– А куда сбежала-то? – полюбопытствовал Кочет.

– Куда ж как не на Москву, а отсюда, где ж ей укрыться, как не в Кукуй-слободе…[4] Ведь там все эти чужеземные поганцы[5] ютятся да табачищем своим проклятым московские святыни окуривают…

– А у них там, в Кукуй-слободе, весело, – поднял голову Телепень, – я оттуда не ушел бы…

– Кабы тамошние парни тебе за своих девок боков не намяли, – перебил его Кочет и, обращаясь к Потапычу, спросил: – Так в чем же наше-то дело будет?

– А ты погоди, до всего черед дойдет, – отозвался старик. – Или слушать прискучило?

– Да нет, – признался стрелец, – вот жду, когда ты до самого толку доберешься…
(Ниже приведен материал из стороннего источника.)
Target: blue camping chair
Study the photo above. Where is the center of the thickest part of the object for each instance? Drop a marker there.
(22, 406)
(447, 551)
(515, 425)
– Сейчас все, как на ладони, выложу… Только попу на духу нишкните про то, что я вам сейчас скажу, – понизил старик голос до шепота. – Все тут у вас на Москве думают, что наш боярин воеводства искать наехал, так нет же, нет! Приворожила, знать, его немчинка проклятая. Уж чего-чего он не делал, а грызла его лютая тоска… Еще бы! И по ней-то, подлой, ноет сердце, и о ее приплоде душа болит, вот и не вытерпел боярин мой, собрался и прикатил. А тут опять беда; сынки-то, Мишенька да Павлушенька, как на Москве огляделись, сразу на Кукуй-слободу путь нашли… Видали уж их там… Чтобы они немчинку искали, этого я думать не могу: не знают они, куда она сбежала, да и мы-то тоже этого не знаем, а так догадки наши об этом… Только теперь что же выходит?.. Боярин-то Родион Лукич так бы вот к поганцам и полетел…

– Чего же ему не полететь? – опять вставил свое слово Телепень. – Боярин Василий Васильевич Голицын[6] куда повыше его, а бывать в Кукуй-слободе не брезгует…

III. Стрельцы-молодцы

Потапыч ничего не сказал в ответ Телепню, только зло сверкнул глазами в его сторону, обиженный таким не особенно лестным отзывом стрельца о его боярине.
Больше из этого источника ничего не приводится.